Der Film ist gleich in doppelter Hinsicht Zeugnis einer vergangenen Zeit. Nicht nur wegen des inhaltlichen Bezugs auf die k.u.k-Monarchie, sondern auch wegen seiner Entstehung zur Hochzeit des Porn-Chic in den 1970er Jahren, als man noch auf 35mm und so weiter…früher war eben alles besser, und das war schon immer so.
Hans Billian, der fast die gesamten Fünfziger Jahre lang Produktionschef bei der renommierten Constantin-Film gewesen war, etliche Schlager- und Heimatfilme geschrieben und inszeniert hatte, wußte, wonach das Publikum dürstete: Heimatgemütlichkeit, Sex und zotiger Humor. Eine Mischung, die hier fast parademäßig zusammenkommt. Waren bis dahin neben den Winnetou-Filmen vor allem die Schulmädchen-Reports Kassenknüller in Deutschland, öffnete die Legalisierung von Pornographie im Jahr 1975 völlig neue gestalterische Möglichkeiten. Und so war es nach dem soften „Mutzenbacher“-Film mit Christine Schubert aus von 1970 nur eine Frage der Zeit bis zu einer etwas werkgetreueren Verfilmung der umstrittenen Literaturvorlage. Billians Film hält sich dann auch ziemlich eng an deren Ablaufplan, erzählt von dem Werdegang der blutjungen Josefine zur Prostituierten, vom Petting mit dem Stiefbruder bis zum Sex mit dem Kohlehändler, dem Untermieter, dem Pastor und schließlich gar dem Stiefvater. Der damit verbundene Tabubruch ist eine kalkulierte Provokation, ein selbst im Pornogenre eher seltener Schlag gegen das Kleinbürgertum. Aus dem Porno wird eine Porno-Parodie, mit der hinterlistigen Absicht, dem Zuschauer Lust zu machen und ihm diese Lüsternheit dann vorzuwerfen, um die Mauern der Doppelmoral dadurch einzureißen..
Denn in der Welt der Josefine Mutzenbacher ist Sex die treibende Kraft hinter allem. Andere Motivationen und Bedürfnisse gibt es eigentlich nicht. Doch die Lust wird stets mit dem Deckmantel der Anständigkeit kaschiert. Billians Sympathie liegt dabei eindeutig bei seinen Heldinnen. Ihre vordergründige Naivität ist stets ein unverhohlener Hedonismus, welcher im krassem Kontrast zur männlichen Triebhaftigkeit steht. Diese Triebhaftigkeit wird immer wieder zum Stolperstein für die Männer und macht sie damit als Hüter der Moral unbrauchbar.
Am deutlichsten wird das in einer Szene, in der ein Pornofotograf, der Josefine als Modell für einen Dreier gebucht hat, seiner eigenen Frau, die ebenfalls im Bild zu sehen ist, immer wieder verbietet, sich mit dem besten Stück des männlichen Modells zu penetrieren.
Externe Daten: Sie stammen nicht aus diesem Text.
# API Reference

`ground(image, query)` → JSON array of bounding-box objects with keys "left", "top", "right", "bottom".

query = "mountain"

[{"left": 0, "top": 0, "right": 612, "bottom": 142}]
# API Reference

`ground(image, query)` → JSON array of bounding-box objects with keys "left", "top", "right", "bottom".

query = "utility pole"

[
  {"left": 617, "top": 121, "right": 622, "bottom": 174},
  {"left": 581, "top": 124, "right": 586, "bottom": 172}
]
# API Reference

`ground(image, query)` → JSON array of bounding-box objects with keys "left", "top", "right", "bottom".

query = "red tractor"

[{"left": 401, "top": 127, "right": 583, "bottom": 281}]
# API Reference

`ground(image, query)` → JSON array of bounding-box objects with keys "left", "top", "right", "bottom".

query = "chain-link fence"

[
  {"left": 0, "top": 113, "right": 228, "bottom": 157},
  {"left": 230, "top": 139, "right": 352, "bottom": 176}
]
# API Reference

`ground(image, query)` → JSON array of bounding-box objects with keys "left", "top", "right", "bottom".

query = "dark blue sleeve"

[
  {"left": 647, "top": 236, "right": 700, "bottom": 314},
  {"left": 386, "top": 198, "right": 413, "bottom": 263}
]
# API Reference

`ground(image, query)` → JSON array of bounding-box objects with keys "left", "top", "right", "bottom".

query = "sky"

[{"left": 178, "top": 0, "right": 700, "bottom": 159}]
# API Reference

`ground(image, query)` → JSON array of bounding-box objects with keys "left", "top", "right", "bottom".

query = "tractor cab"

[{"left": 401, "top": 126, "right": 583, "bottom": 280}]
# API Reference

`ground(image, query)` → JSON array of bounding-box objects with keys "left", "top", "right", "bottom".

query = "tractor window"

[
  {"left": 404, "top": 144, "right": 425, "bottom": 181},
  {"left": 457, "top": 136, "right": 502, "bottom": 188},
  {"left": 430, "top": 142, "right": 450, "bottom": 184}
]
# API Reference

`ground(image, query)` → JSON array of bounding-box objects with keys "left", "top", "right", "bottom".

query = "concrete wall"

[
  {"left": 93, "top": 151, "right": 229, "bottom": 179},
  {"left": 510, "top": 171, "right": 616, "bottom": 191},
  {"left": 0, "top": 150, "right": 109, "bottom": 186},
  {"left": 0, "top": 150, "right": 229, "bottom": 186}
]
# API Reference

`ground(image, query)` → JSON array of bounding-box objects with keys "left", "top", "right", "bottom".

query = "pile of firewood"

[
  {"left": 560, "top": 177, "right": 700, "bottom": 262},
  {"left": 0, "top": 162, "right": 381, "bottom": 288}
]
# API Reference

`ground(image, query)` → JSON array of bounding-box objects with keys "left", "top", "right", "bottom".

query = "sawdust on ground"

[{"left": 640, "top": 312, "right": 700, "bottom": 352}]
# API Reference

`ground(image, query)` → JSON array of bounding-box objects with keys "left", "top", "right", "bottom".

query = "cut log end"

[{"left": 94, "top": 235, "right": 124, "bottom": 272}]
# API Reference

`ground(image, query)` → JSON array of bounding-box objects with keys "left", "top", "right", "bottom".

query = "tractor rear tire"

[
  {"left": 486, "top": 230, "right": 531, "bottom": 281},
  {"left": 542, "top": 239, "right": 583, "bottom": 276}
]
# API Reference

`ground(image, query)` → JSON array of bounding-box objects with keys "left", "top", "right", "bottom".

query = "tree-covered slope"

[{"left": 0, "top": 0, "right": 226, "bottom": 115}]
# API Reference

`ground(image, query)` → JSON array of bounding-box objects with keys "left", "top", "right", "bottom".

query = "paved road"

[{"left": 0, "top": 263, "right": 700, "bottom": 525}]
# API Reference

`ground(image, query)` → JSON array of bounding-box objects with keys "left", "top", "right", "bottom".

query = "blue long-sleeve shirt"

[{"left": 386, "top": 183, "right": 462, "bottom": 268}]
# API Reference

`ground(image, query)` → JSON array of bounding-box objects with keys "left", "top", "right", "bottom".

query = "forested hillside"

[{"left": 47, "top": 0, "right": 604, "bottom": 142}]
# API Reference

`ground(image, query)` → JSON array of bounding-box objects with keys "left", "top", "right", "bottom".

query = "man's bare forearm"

Ein Verbot, das die Damen natürlich immer wieder untergraben.
„Josefine Mutzenbacher“ ist bestimmt kein großer Schritt für die Frauenbewegung oder die Geschichte des Kinos. Dennoch, wegen seiner Doppelbödigkeit, der flott inszenierten Nummern und nicht zuletzt der hervorragenden Schauspielleistung von Patricia Rhomberg, die Ihrer Rolle eine große Selbstverständlichkeit und Natürlichkeit verleiht, ein bleibender Klassiker seiner Gattung, der auch heute noch in der Lage ist, sein Publikum über 90 Minuten hinweg – im wörtlichsten Sinne – bei der Stange zu halten. Eben ein Zeugnis längst vergangener Zeit.